Organising your code
Organising code in a Rails application is frequently a source of debate and
confusion, particularly as to what code belongs in the /app directory and
what belongs in the /lib directory. We aim to follow what appears
to be the prevalent convention where:
/appis used for:- the default Rails components (such as controllers, models, views, helpers, jobs)
- commonly used classes in the application that have a common purpose and interface (good example: interactors, consistent interface and usage; bad example: reporters, just a one-off class)
/libis used for:- classes that don’t logically fit into an app directory
- complex business logic for the application, (for example, link expansion in the Publishing API)
- Rake tasks
GOV.UK Rails applications should avoid creating an /app/lib directory, as this
causes confusion with the prevalent /lib directory.
Configuration for applications, typically YAML files, should live in the
/config directory.
Documenting your decisions
It’s conventional to create a /docs directory in GOV.UK Rails applications to
store application documentation (which is typically linked to from the readme).

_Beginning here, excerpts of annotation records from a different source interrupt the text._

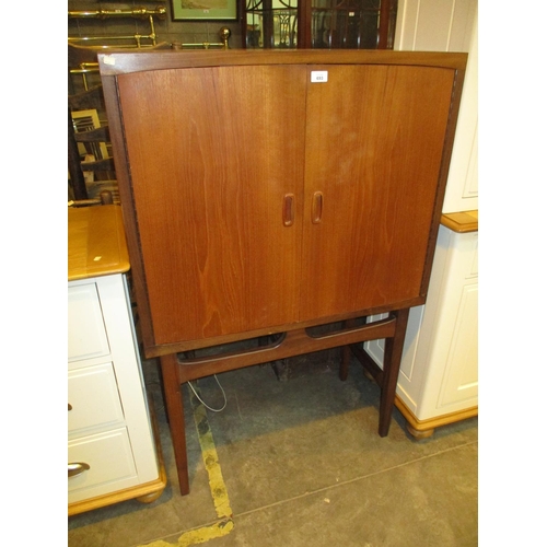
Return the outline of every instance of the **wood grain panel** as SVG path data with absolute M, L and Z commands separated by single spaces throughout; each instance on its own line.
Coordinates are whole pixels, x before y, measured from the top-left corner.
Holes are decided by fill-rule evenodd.
M 118 80 L 155 342 L 298 321 L 305 71 L 211 67 Z
M 420 295 L 454 72 L 321 66 L 310 83 L 301 321 Z M 321 223 L 313 196 L 323 194 Z

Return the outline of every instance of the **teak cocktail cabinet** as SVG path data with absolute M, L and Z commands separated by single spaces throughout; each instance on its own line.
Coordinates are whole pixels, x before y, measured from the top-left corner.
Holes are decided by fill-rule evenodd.
M 344 379 L 353 349 L 381 387 L 385 437 L 408 310 L 426 301 L 466 54 L 138 51 L 100 65 L 182 493 L 181 385 L 218 372 L 342 347 Z M 383 369 L 362 350 L 379 338 Z

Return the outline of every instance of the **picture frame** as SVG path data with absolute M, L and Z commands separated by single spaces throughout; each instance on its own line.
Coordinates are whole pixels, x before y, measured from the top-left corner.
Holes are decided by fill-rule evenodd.
M 236 21 L 237 0 L 172 0 L 173 21 Z

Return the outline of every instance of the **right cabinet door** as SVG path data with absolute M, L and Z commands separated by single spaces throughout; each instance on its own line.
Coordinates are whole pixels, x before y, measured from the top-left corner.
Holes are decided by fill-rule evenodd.
M 314 71 L 326 78 L 314 81 Z M 309 72 L 300 319 L 417 298 L 454 72 Z

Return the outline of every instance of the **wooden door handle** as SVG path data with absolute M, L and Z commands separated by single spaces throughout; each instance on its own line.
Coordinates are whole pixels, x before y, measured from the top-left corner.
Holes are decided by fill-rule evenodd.
M 283 196 L 283 226 L 292 226 L 294 223 L 294 194 Z
M 312 199 L 312 224 L 318 224 L 323 217 L 323 193 L 315 191 Z

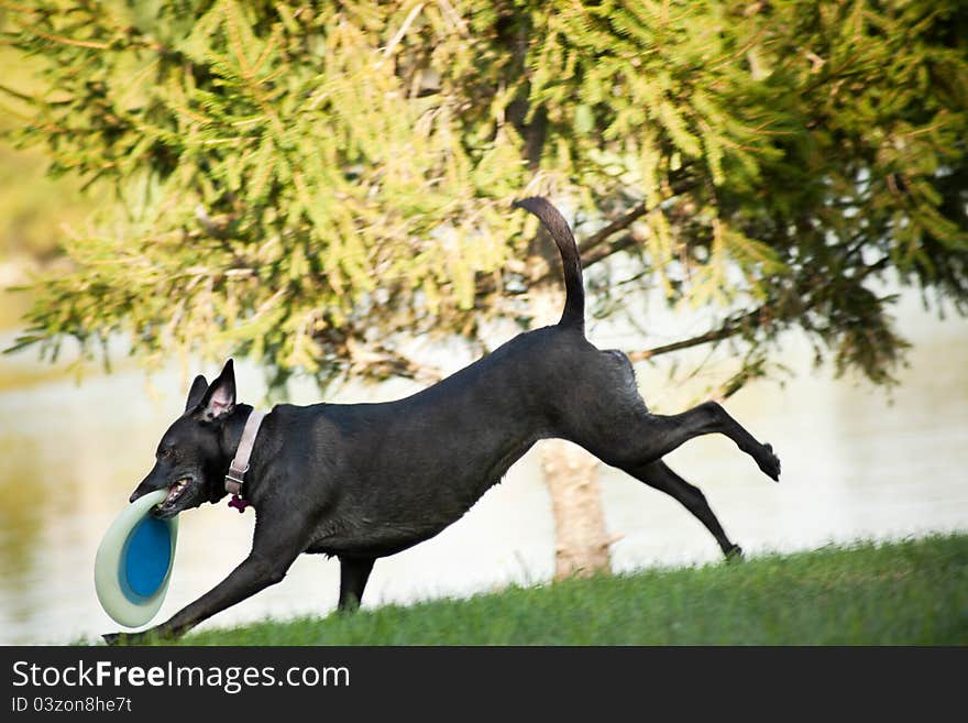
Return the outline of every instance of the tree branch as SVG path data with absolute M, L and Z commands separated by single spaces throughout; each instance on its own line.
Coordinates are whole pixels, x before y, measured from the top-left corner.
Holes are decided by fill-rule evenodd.
M 645 349 L 642 351 L 632 351 L 628 354 L 628 358 L 632 362 L 646 361 L 648 359 L 651 359 L 652 357 L 660 357 L 662 354 L 668 354 L 672 351 L 680 351 L 682 349 L 690 349 L 692 347 L 701 347 L 702 344 L 723 341 L 724 339 L 728 339 L 729 337 L 739 332 L 748 321 L 751 321 L 757 316 L 759 316 L 762 313 L 763 308 L 765 307 L 756 308 L 752 311 L 748 311 L 747 314 L 744 314 L 738 318 L 726 321 L 718 329 L 712 329 L 710 331 L 706 331 L 705 333 L 701 333 L 690 339 L 674 341 L 671 344 L 662 344 L 661 347 L 652 347 L 651 349 Z

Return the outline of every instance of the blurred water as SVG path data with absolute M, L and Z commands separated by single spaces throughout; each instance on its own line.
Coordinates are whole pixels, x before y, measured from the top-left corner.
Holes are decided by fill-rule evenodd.
M 784 386 L 755 384 L 727 408 L 783 460 L 774 484 L 728 440 L 690 442 L 668 459 L 700 485 L 727 534 L 747 552 L 794 550 L 859 538 L 968 530 L 968 321 L 941 322 L 912 299 L 901 328 L 915 342 L 911 366 L 889 402 L 882 390 L 810 371 L 791 341 Z M 593 327 L 602 347 L 625 347 Z M 0 336 L 7 347 L 13 335 Z M 180 410 L 195 369 L 153 375 L 129 366 L 84 384 L 51 374 L 32 354 L 0 359 L 0 643 L 63 643 L 118 626 L 100 610 L 94 558 L 101 535 L 152 462 L 158 437 Z M 211 374 L 213 369 L 205 370 Z M 257 369 L 239 368 L 241 398 L 265 392 Z M 662 410 L 690 392 L 664 373 L 639 370 L 639 387 Z M 337 401 L 393 398 L 405 384 L 344 390 Z M 310 391 L 296 390 L 296 402 Z M 553 571 L 553 526 L 532 450 L 505 482 L 437 538 L 376 563 L 366 605 L 464 595 Z M 698 563 L 718 557 L 712 537 L 668 497 L 603 469 L 617 570 Z M 219 582 L 244 557 L 252 513 L 223 505 L 182 516 L 178 551 L 161 622 Z M 265 616 L 326 614 L 337 602 L 336 560 L 304 556 L 286 580 L 206 626 Z

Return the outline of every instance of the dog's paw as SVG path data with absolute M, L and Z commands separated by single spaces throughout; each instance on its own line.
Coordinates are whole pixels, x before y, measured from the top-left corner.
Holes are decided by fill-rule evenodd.
M 105 633 L 101 635 L 108 645 L 121 645 L 124 643 L 124 633 Z
M 138 645 L 144 639 L 143 633 L 105 633 L 101 635 L 105 643 L 112 646 Z
M 776 482 L 780 481 L 780 458 L 773 453 L 772 445 L 763 445 L 756 456 L 756 461 L 763 474 Z
M 727 562 L 743 562 L 743 548 L 739 545 L 734 545 L 728 550 L 726 550 L 726 561 Z

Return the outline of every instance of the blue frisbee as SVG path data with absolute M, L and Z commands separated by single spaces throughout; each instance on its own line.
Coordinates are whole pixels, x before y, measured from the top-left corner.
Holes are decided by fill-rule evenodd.
M 114 518 L 95 558 L 95 589 L 105 612 L 127 627 L 147 623 L 168 591 L 178 517 L 157 519 L 151 510 L 166 490 L 139 497 Z

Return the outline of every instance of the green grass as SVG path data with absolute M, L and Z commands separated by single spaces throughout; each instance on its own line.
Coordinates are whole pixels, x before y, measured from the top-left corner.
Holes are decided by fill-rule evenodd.
M 184 645 L 965 645 L 968 535 L 266 621 Z

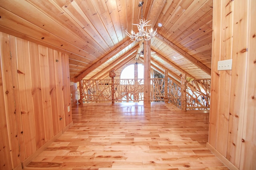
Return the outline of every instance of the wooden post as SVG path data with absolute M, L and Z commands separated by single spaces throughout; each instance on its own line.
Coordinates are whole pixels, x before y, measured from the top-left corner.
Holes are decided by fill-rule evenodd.
M 114 84 L 114 77 L 111 77 L 111 97 L 112 98 L 112 104 L 115 103 L 114 95 L 115 95 L 115 89 Z
M 186 74 L 182 74 L 181 75 L 181 110 L 183 111 L 187 111 L 186 102 Z
M 83 95 L 83 86 L 82 85 L 82 80 L 79 80 L 79 92 L 80 92 L 80 99 L 78 100 L 78 103 L 82 104 L 84 95 Z
M 164 70 L 164 102 L 168 103 L 168 70 Z
M 138 86 L 138 64 L 134 65 L 134 86 L 137 87 Z M 134 100 L 136 100 L 138 98 L 138 92 L 134 92 Z
M 113 69 L 109 71 L 109 76 L 111 78 L 111 98 L 113 104 L 115 103 L 115 85 L 114 84 L 114 78 L 116 76 L 116 73 L 115 73 L 114 71 L 115 69 Z
M 150 46 L 151 41 L 144 41 L 144 104 L 150 103 Z

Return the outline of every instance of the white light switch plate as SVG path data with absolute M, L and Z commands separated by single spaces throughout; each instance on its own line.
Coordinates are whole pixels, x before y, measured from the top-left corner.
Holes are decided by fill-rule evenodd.
M 232 59 L 222 60 L 218 62 L 218 70 L 232 69 Z

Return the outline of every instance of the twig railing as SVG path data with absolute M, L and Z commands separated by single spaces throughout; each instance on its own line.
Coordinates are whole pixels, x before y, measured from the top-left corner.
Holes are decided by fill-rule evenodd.
M 82 84 L 84 103 L 111 102 L 111 79 L 83 80 Z M 170 79 L 166 83 L 164 78 L 151 78 L 150 84 L 152 102 L 167 101 L 181 108 L 180 85 Z M 115 102 L 143 101 L 144 79 L 115 79 L 114 86 Z M 195 79 L 188 82 L 186 86 L 187 110 L 209 109 L 210 79 Z
M 195 79 L 187 84 L 187 110 L 210 109 L 211 80 Z

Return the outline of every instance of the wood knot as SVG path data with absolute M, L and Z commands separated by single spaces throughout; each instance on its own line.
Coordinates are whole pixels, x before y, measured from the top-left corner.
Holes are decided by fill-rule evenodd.
M 248 49 L 244 49 L 240 51 L 240 53 L 244 53 L 245 52 L 247 51 L 248 51 Z

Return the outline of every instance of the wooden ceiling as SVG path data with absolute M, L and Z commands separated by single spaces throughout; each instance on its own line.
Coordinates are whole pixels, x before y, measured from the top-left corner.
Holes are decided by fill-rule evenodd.
M 76 81 L 102 78 L 139 51 L 125 33 L 136 29 L 132 23 L 141 18 L 140 1 L 3 0 L 0 31 L 68 54 Z M 144 1 L 143 18 L 157 28 L 151 40 L 152 67 L 167 69 L 178 80 L 182 72 L 210 78 L 212 0 Z

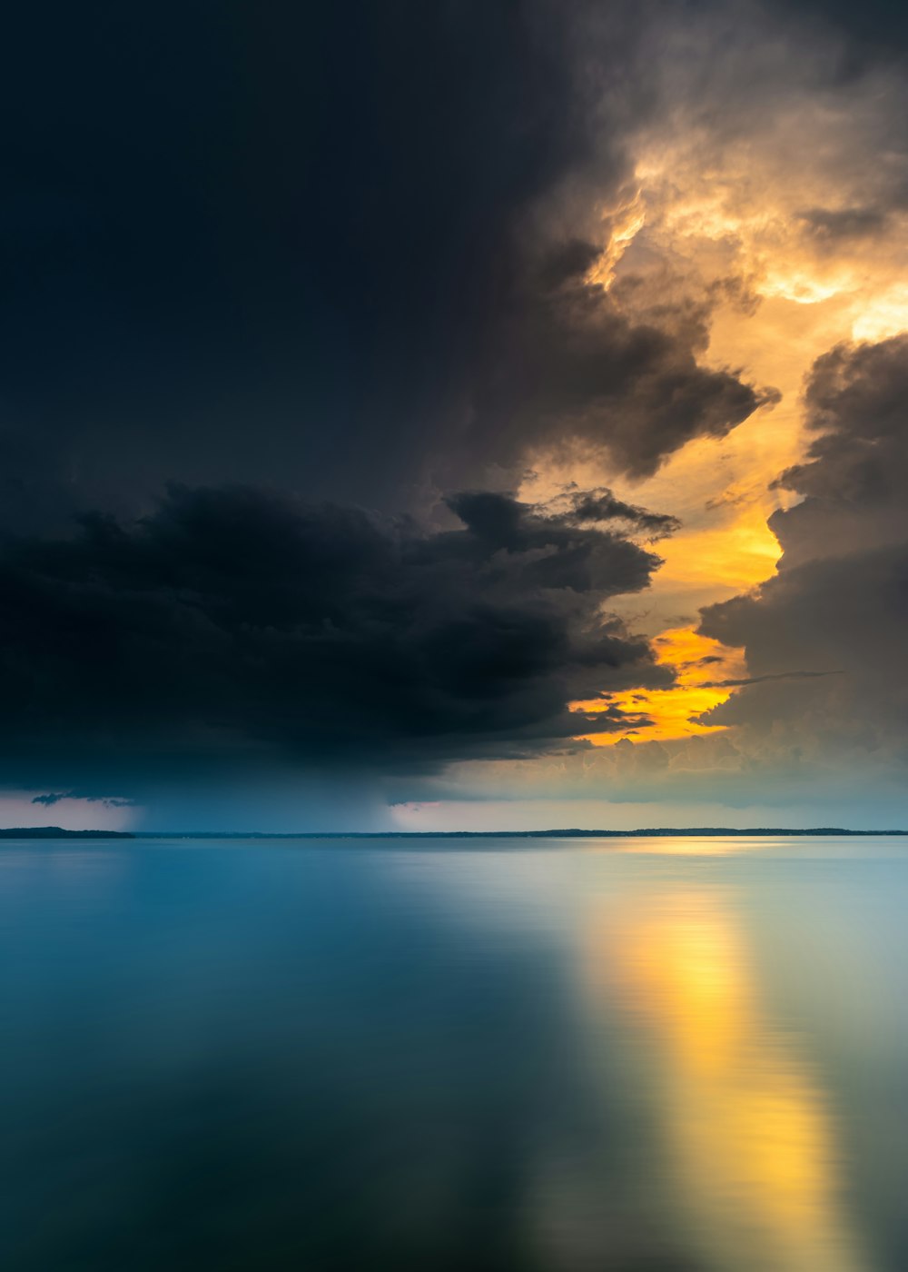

For recording the reasoning behind architectural decisions it’s conventional
to use architectural decision records in the /docs/adr directory
(example).
Testing strategies
We aim for well tested Rails applications that provide a good degree of coverage and provide assurances that an application is operating correctly. We value test suites that are fast to run, easy to read and test things consistently at different abstractions (unit, integration and functional).
Feature/system testing
When testing Rails applications from the perspective of an end user it is conventional to use RSpec Rails’ feature specs (new applications should use the more modern equivalent: system specs) via govuk_test’s Capybara configuration.
GOV.UK have adopted the FutureLearn readable feature test approach to writing feature tests in RSpec (example). This offers a similar level of readability of a cucumber test, without the difficulties in identifying the code used to perform the test.
Testing controllers
Use request specs for testing controllers, this is the recommended approach to replace controller specs reflecting a direction introduced in Rails 5.